Interplay Between Eutectic and Dendritic Growths Dominated by Si Content for Nb-Si-Ti Alloys Via Rapid Solidification

Rapid solidification techniques such as electron beam additive manufacturing are considered as promising pathways for manufacturing Nb-Si-based alloys for ultra-high-temperature applications. Here, we investigate the microstructure diversity of a series of Nb-Si-Ti alloys via electron beam surface melting (EBSM) to reveal their rapid solidification behaviors. Results show that the microstructural transition from coupled to divorced Nbss/Nb3Si eutectics can be triggered by increasing Si content.
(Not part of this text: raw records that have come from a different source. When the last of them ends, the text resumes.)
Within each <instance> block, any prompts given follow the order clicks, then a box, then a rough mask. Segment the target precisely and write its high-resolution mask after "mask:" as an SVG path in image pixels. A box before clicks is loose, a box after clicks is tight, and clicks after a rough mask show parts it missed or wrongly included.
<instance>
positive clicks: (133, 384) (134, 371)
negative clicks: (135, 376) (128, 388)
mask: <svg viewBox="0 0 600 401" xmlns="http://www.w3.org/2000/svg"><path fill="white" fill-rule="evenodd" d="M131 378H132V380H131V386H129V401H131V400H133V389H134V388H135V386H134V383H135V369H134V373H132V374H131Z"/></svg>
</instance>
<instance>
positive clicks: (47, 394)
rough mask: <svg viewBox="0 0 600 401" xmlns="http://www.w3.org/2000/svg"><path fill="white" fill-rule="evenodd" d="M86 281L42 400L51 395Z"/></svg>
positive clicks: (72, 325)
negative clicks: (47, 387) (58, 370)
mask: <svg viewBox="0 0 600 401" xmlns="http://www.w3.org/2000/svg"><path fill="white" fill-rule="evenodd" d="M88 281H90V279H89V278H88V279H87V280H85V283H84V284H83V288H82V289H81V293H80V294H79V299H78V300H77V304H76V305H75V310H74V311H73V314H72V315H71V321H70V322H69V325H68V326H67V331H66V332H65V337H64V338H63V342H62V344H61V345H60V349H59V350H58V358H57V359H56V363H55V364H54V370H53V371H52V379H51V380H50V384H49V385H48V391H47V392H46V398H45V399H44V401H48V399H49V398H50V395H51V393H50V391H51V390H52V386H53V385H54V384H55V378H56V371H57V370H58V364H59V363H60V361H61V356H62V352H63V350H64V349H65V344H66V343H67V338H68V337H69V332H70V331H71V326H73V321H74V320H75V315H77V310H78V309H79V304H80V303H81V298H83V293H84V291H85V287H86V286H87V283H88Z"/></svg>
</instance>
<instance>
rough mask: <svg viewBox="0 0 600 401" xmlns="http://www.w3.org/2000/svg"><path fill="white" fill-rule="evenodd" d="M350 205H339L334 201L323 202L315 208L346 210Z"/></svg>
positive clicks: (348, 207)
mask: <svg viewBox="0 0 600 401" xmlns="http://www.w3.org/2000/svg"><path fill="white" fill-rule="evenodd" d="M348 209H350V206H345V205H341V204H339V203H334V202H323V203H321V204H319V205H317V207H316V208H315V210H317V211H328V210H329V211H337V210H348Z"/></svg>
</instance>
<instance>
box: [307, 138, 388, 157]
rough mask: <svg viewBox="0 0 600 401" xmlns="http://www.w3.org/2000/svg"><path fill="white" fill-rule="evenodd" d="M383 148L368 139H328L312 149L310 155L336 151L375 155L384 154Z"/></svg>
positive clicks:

The formation of fully lamellar eutectics, evidenced by scanning transmission electron microscopy and atom probe tomography (APT), is achieved in the EBSM-processed Nb18Si20Ti alloy (at%), in contrast to the hypereutectic microstructures in arc-melted counterparts. The dendritic microstructures containing divorced eutectics are generated with a higher content of Si during rapid solidification. The transition from faceted to non-faceted growth of intermetallic Nb3Si occurs with the formation of primary Nb3Si dendrites. The interplay between eutectic and dendritic growths of silicides is discussed to provide insights for future alloy design and manufacture.

Automated summary

By using electron beam surface melting, diverse microstructures of Nb-Si-Ti alloys consisting of eutectic and dendritic structures can be achieved. Increasing Si content triggers a transition from coupled to divorced microstructures. Compared to arc melting, electron beam melting enables the formation of fully lamellar eutectics in the Nb-Si-Ti alloys.